Nouveau processeur d’effets
Le S6000 possédait 2 multieffets et 2 réverbérations. Avec son nouveau processeur d’effets 4 bus travaillant en 24 bits / 96 kHz, le Z8 propose une approche différente. Chaque bus possède un multieffets à 50 algorithmes élémentaires : réverbérations, délais, chorus / flanger / haut parleur tournant, processeurs de dynamique, EQ, distorsions… Les réverbérations disposent de différentes tailles de pièce et de plateau. Leur qualité est identique à celle du S6000, à savoir un peu métallique à haute dose. Au global, le nombre de paramètres n’est pas faramineux, juste l’essentiel. En revanche, pas de modulation dynamique en vue ni d’effets combinés. Ceci dit, il est possible de router la sortie d’un bus vers l’entrée d’un autre et ainsi connecter plusieurs effets en série.

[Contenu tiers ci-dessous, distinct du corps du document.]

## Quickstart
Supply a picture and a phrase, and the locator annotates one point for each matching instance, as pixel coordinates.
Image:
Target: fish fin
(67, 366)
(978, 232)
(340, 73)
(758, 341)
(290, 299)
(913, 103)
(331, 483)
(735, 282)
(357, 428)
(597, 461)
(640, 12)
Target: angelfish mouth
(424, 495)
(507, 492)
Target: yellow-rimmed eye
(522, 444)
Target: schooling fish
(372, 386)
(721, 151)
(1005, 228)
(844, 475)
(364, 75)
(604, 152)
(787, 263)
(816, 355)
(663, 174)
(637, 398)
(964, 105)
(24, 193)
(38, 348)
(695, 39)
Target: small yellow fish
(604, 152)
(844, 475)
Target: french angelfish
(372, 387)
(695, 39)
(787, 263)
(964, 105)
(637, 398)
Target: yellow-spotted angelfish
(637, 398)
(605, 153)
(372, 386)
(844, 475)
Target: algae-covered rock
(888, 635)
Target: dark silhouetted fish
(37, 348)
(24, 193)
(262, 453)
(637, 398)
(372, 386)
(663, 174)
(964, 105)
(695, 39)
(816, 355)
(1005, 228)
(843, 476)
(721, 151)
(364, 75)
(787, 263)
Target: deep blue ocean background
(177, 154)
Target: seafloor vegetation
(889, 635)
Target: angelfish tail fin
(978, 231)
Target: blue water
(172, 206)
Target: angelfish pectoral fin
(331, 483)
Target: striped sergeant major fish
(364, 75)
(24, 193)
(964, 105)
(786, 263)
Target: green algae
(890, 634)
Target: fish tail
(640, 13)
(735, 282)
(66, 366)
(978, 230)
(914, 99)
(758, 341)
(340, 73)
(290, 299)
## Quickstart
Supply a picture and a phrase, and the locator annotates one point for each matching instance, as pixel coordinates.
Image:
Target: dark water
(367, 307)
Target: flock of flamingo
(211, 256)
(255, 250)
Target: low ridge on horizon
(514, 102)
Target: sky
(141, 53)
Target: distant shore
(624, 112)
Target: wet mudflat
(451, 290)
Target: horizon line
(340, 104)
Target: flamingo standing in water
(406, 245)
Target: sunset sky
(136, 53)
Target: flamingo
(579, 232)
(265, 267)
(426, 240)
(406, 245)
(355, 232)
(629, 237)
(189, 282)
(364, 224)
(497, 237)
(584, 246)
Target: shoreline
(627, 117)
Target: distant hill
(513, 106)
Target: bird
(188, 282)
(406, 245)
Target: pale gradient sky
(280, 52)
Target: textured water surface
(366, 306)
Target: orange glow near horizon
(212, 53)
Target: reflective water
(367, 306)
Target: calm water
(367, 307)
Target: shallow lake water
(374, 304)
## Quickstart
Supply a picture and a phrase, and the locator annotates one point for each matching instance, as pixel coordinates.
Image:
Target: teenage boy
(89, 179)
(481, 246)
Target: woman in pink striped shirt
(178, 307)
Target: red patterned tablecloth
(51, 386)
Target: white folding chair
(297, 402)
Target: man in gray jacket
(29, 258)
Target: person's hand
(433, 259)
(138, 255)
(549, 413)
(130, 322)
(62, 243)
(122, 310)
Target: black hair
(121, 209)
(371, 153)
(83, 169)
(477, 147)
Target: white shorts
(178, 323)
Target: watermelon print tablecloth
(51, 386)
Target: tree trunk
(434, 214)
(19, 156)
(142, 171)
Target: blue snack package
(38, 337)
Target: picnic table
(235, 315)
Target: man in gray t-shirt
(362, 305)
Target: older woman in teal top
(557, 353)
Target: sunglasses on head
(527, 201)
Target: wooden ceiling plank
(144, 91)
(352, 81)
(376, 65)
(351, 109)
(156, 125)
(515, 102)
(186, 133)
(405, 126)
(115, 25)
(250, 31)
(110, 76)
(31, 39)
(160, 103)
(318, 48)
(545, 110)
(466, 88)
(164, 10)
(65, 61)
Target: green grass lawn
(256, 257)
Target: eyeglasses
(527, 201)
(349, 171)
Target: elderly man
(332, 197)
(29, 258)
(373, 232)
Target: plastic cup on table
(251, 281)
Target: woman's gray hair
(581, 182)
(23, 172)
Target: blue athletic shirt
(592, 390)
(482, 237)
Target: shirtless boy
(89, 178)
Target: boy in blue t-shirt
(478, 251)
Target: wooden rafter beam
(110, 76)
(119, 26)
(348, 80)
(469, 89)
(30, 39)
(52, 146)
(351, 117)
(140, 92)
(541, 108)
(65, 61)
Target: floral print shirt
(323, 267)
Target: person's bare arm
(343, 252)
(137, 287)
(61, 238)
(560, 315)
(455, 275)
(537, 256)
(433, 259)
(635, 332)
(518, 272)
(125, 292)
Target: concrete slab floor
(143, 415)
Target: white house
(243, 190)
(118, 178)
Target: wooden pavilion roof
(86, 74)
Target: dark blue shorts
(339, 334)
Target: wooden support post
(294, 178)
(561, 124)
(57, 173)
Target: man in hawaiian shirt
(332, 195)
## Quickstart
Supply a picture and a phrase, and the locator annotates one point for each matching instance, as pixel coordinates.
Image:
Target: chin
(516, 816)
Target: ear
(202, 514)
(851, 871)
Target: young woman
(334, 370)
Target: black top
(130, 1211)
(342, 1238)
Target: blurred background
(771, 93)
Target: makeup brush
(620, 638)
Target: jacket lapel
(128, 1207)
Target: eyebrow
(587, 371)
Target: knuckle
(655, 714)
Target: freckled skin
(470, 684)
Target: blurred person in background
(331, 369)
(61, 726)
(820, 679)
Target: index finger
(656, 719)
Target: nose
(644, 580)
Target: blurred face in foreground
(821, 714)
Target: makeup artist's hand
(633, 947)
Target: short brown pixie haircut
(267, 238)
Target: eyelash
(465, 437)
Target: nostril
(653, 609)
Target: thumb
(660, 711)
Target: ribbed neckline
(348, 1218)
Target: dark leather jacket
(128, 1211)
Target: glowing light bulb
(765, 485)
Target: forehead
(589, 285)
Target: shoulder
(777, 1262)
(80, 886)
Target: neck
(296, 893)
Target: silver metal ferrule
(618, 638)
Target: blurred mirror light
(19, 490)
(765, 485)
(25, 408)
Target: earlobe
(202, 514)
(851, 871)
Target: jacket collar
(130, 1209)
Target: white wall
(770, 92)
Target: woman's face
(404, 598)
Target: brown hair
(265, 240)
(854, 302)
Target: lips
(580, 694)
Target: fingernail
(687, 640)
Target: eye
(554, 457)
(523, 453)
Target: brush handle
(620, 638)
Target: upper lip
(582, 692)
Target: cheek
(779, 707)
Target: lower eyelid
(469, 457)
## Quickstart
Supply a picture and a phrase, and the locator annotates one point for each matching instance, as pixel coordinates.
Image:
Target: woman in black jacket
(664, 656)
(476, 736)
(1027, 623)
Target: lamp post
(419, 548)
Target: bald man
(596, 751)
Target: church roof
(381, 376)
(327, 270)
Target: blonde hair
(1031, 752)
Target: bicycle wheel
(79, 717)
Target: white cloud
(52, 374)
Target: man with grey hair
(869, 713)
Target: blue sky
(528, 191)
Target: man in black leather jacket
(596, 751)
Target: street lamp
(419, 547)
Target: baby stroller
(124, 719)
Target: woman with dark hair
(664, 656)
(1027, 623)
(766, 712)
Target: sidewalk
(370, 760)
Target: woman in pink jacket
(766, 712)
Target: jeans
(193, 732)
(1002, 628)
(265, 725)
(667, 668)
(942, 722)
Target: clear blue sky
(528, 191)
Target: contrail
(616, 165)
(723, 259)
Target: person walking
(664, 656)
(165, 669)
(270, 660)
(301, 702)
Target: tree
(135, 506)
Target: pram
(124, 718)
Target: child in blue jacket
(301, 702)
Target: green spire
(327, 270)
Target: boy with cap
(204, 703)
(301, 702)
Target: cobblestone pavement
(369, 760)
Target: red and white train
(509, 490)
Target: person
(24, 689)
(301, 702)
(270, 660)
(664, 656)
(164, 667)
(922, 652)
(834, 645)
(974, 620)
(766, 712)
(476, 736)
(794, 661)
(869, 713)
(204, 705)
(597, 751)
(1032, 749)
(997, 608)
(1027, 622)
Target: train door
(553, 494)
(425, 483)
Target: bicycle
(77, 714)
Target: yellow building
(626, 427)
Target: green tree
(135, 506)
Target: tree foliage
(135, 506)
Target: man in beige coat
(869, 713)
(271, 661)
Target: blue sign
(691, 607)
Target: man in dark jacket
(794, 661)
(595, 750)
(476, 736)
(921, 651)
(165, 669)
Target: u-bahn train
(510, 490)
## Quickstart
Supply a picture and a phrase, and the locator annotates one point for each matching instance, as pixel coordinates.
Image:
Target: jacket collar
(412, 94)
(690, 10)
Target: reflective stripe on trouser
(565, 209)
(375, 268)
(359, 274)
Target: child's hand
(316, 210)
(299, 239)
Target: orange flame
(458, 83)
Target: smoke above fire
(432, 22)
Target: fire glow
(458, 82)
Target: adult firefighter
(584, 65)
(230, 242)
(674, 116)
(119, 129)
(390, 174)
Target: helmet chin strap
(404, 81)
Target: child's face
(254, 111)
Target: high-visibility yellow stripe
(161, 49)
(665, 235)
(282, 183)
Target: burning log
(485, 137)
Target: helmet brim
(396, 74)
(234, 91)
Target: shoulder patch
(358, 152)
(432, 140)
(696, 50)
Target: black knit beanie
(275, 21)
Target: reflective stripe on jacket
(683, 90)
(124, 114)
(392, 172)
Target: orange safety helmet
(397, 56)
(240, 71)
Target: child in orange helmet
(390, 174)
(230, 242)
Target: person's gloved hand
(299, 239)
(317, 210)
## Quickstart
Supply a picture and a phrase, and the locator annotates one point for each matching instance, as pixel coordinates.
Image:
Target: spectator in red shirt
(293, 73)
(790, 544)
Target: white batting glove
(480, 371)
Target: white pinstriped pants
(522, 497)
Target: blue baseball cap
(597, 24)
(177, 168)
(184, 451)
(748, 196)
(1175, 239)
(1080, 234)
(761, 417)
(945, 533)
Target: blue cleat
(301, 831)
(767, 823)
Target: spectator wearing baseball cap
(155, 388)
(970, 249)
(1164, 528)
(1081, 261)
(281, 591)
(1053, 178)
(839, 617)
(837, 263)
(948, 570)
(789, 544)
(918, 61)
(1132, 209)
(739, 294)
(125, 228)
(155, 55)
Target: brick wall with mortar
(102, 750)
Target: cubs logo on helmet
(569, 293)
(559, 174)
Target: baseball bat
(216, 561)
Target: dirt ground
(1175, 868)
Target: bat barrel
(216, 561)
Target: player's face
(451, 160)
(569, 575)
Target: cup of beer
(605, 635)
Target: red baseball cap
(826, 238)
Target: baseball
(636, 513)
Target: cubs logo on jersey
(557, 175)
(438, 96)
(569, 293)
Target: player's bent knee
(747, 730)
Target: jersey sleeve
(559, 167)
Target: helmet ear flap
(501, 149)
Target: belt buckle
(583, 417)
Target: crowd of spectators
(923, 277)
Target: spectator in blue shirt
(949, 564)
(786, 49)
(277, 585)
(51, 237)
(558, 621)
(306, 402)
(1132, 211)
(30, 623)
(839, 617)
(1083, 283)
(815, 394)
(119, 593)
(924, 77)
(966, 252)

Pour ceux qui ne veulent pas se prendre la tête, le Z8 possède un mode Quick FX, doté de presets classés par résultat espéré : « Dirty », « Distant », « Fat »… tout cela est très clair. Il est même possible de resampler avec les Quick FX et comparer immédiatement les versions originelles et traitées, tout comme avec les effets paramétrés à la main. En mode stéréo, les effets 2 et 4 sont fort logiquement liés aux processeurs 1 et 3. Bref, une bonne surprise que cette section effets même si quelques améliorations sont attendues.
Une nouvelle référence
Le Z8 représente un progrès important par rapport à ses aînés. Certes, la machine n’est pas exempte de défauts, à commencer par sa connectique limitée, son écran réduit, quelques exotismes manquants (effets tordus, arpégiateur) ou ses spécifications promises mais pas disponibles au lancement. On attend également l’adaptation du logiciel d’édition Ak.sys. Mais avec ses 24 bits / 96 kHz, son ergonomie, sa qualité audio, sa section synthèse, ses performances et sa gestion disque souple, le Z8 devrait s’imposer sur le marché de l’échantillonnage comme la nouvelle référence.